The ultimate S&AS would be a system that can do all of above. It can sense its own capabilities and limits, have all the knowledge we have accumulated for thousands of years, do everything we tell it to do perfectly with ethical and law in consideration, and continue to evolve without our help.

An IPS could be autonomous vehicle. The autonomous vehicle can sense its surroundings, environment, its condition, and safely long-term self-driving. It could be a service robot that understands user’s demand from verbal commend, and perform requested tasks. It could be an unmanned aerial vehicle that will not fly into an airport or the White House. It could be a surgical robot that can make diagnoses, plan and carry out the surgery without a doctor involved. It could be a network of cameras that learn from its collected data so it could detect a threat, find suspects, solve crimes, and even prevent crimes from happening.

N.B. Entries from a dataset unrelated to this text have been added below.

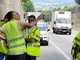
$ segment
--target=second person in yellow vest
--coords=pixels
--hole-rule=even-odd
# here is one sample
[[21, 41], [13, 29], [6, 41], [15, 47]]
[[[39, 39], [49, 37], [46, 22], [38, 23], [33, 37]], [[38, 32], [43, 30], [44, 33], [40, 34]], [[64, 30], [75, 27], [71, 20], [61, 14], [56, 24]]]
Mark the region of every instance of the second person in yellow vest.
[[[31, 23], [35, 21], [36, 18], [34, 15], [28, 17], [28, 22]], [[29, 29], [26, 29], [26, 32], [29, 33], [26, 36], [26, 48], [27, 48], [27, 60], [36, 60], [36, 57], [40, 56], [40, 30], [36, 24]]]

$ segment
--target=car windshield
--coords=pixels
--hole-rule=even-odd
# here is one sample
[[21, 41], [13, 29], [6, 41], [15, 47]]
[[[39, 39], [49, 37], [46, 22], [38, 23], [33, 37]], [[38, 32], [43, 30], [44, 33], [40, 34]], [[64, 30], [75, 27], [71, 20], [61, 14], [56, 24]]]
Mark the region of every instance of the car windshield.
[[37, 24], [37, 26], [39, 27], [39, 29], [41, 31], [45, 31], [46, 30], [46, 26], [44, 24]]
[[70, 19], [60, 18], [60, 19], [57, 19], [57, 23], [66, 23], [66, 24], [69, 24], [69, 23], [71, 23], [71, 21], [70, 21]]

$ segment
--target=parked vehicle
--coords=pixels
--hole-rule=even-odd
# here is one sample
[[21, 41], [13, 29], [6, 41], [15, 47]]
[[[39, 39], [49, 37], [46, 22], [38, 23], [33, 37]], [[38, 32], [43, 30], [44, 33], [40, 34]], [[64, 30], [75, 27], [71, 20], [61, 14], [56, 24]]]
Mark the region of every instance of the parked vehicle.
[[52, 30], [53, 33], [69, 33], [71, 35], [72, 21], [70, 11], [52, 12]]
[[46, 24], [43, 22], [37, 23], [37, 26], [40, 29], [41, 45], [48, 45], [49, 44], [49, 35], [48, 35], [49, 29], [47, 29]]

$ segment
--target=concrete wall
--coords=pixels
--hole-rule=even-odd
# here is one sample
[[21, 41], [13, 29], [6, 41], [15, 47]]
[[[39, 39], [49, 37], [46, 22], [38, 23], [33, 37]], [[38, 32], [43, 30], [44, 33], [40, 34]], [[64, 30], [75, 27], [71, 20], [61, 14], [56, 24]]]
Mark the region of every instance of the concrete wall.
[[80, 7], [76, 6], [74, 8], [74, 13], [72, 14], [73, 29], [80, 31]]
[[24, 10], [21, 0], [0, 0], [0, 19], [11, 10], [17, 11], [21, 15], [21, 19], [23, 19]]

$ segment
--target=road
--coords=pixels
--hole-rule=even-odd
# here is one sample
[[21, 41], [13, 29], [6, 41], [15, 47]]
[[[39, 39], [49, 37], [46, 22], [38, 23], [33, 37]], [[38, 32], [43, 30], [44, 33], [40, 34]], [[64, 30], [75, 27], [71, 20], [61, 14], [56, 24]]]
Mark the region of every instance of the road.
[[49, 45], [41, 46], [41, 56], [37, 60], [72, 60], [72, 40], [78, 31], [72, 30], [72, 34], [54, 34], [49, 31]]

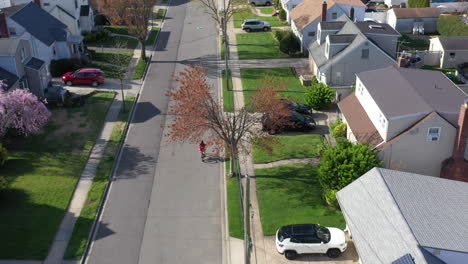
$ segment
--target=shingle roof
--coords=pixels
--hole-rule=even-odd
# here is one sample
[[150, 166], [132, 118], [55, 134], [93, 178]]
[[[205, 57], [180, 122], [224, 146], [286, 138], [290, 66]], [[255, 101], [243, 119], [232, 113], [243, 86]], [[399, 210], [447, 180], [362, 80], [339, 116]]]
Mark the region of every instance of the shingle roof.
[[393, 8], [397, 18], [427, 18], [439, 17], [440, 12], [435, 7], [419, 7], [419, 8]]
[[[291, 11], [291, 18], [298, 30], [302, 30], [307, 25], [320, 18], [322, 15], [322, 4], [324, 0], [304, 0]], [[327, 9], [335, 4], [352, 6], [365, 6], [361, 0], [327, 0]]]
[[0, 80], [5, 82], [6, 90], [8, 90], [18, 81], [18, 76], [0, 67]]
[[384, 141], [355, 94], [338, 102], [338, 107], [359, 143], [375, 147]]
[[70, 14], [70, 12], [68, 12], [65, 8], [61, 7], [60, 5], [56, 5], [57, 9], [60, 10], [62, 13], [64, 14], [67, 14], [69, 17], [73, 18], [73, 19], [76, 19], [76, 17], [72, 14]]
[[89, 5], [82, 5], [80, 7], [80, 16], [89, 16]]
[[0, 9], [0, 13], [5, 14], [6, 17], [10, 17], [11, 15], [15, 14], [16, 12], [18, 12], [25, 6], [26, 4], [21, 4], [21, 5], [14, 5], [14, 6], [2, 8]]
[[0, 55], [15, 55], [20, 38], [0, 38]]
[[385, 35], [397, 35], [399, 36], [400, 33], [393, 29], [389, 24], [385, 23], [375, 23], [375, 22], [367, 22], [367, 21], [357, 21], [356, 26], [361, 30], [363, 33], [368, 34], [385, 34]]
[[38, 58], [35, 58], [35, 57], [32, 57], [28, 63], [26, 63], [26, 67], [29, 67], [31, 69], [35, 69], [35, 70], [39, 70], [40, 68], [42, 68], [42, 66], [44, 65], [44, 61], [43, 60], [40, 60]]
[[364, 264], [406, 254], [418, 264], [444, 263], [422, 247], [468, 252], [468, 183], [374, 168], [337, 199]]
[[438, 37], [444, 50], [468, 50], [468, 37]]
[[330, 43], [335, 44], [346, 44], [351, 43], [356, 38], [356, 34], [339, 34], [339, 35], [328, 35]]
[[346, 24], [345, 21], [324, 21], [320, 22], [320, 28], [322, 30], [340, 30]]
[[33, 2], [13, 14], [11, 19], [47, 46], [54, 41], [66, 40], [67, 26]]
[[456, 126], [468, 98], [439, 71], [390, 66], [357, 76], [387, 119], [436, 111]]

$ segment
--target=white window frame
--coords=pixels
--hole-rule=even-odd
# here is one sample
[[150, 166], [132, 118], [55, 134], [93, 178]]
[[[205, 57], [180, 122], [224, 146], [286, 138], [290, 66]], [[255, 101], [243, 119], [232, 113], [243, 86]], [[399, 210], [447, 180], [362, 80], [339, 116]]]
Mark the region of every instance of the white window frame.
[[[431, 129], [437, 129], [437, 139], [436, 140], [433, 140], [434, 136], [432, 136], [431, 133], [430, 133]], [[432, 141], [439, 141], [440, 140], [441, 130], [442, 130], [441, 127], [429, 127], [429, 128], [427, 128], [426, 140], [431, 141], [431, 142]]]
[[24, 62], [26, 60], [26, 50], [24, 47], [21, 47], [21, 62]]
[[333, 12], [332, 13], [332, 19], [337, 19], [338, 18], [338, 13], [337, 12]]

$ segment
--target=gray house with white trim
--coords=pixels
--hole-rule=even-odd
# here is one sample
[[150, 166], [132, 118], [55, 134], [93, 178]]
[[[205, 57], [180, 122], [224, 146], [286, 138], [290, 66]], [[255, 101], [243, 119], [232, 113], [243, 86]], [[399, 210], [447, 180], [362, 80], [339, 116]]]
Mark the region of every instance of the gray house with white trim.
[[468, 183], [373, 168], [336, 197], [360, 263], [468, 263]]

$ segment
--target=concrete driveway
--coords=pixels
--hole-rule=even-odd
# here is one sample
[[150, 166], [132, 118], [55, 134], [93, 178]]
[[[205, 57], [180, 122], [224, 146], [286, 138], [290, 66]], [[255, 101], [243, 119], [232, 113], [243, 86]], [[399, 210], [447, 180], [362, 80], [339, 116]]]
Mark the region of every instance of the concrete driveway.
[[[348, 249], [338, 258], [331, 259], [326, 255], [309, 254], [298, 256], [295, 260], [287, 260], [284, 255], [279, 254], [275, 247], [275, 237], [265, 236], [265, 256], [268, 264], [291, 264], [291, 263], [307, 263], [307, 264], [355, 264], [358, 263], [358, 255], [352, 240], [348, 239]], [[260, 250], [257, 248], [257, 250]], [[254, 255], [255, 253], [253, 253]]]
[[[120, 81], [117, 79], [106, 79], [103, 84], [97, 87], [86, 84], [68, 86], [62, 83], [60, 78], [53, 78], [52, 82], [54, 84], [61, 85], [65, 89], [76, 94], [88, 94], [94, 90], [120, 92]], [[129, 96], [135, 96], [137, 94], [138, 88], [139, 81], [132, 81], [130, 84], [124, 84], [124, 92]]]

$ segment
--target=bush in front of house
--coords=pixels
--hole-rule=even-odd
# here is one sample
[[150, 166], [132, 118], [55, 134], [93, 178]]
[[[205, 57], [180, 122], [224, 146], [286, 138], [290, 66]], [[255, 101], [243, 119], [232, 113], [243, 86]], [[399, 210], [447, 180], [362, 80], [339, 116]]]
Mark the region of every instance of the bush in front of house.
[[311, 109], [322, 110], [328, 107], [335, 98], [335, 90], [323, 83], [312, 84], [306, 89], [305, 104]]
[[280, 8], [280, 11], [278, 13], [278, 17], [282, 21], [286, 20], [286, 11], [282, 7]]
[[6, 148], [0, 143], [0, 167], [5, 164], [5, 161], [8, 159], [8, 151]]
[[301, 50], [301, 44], [292, 31], [286, 31], [279, 42], [279, 49], [281, 52], [291, 55]]
[[60, 77], [66, 72], [76, 71], [82, 67], [78, 59], [60, 59], [50, 62], [50, 74], [52, 77]]
[[287, 30], [282, 30], [282, 29], [273, 30], [273, 36], [278, 42], [280, 42], [284, 38], [284, 36], [286, 36], [286, 33], [288, 33]]
[[334, 138], [346, 137], [346, 128], [346, 124], [338, 119], [330, 124], [330, 135]]
[[447, 37], [468, 36], [468, 25], [458, 16], [444, 15], [437, 20], [437, 31]]
[[107, 30], [101, 29], [96, 32], [86, 34], [83, 38], [83, 42], [92, 43], [101, 39], [105, 39], [108, 36], [109, 36], [109, 32]]
[[323, 190], [325, 201], [331, 206], [338, 206], [335, 194], [361, 175], [374, 167], [382, 165], [377, 157], [377, 150], [371, 150], [367, 144], [352, 144], [339, 140], [334, 147], [327, 148], [318, 169], [318, 180]]
[[410, 8], [429, 7], [429, 0], [408, 0], [408, 7]]

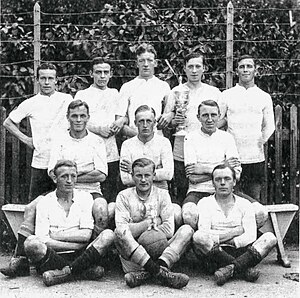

The program gives a very encouraging vision of the future and concrete research goals. Ten years ago, I predicted it would take 100 years to have robot to achieve human capability. Now, I think with the S&AS program, researchers in the US would start to move to that goal systematically. We will reach there much sooner than I have predicted.

The total amount of funding allocated by NSF each year is not much though. It is only 16.5 million USD and can support 25 to 40 projects. But I guess it could increase if it flourishes many high impact research outcomes. The small and more focused projects would have $350K to $700K and more integrative project would have $500K to 1.4 million.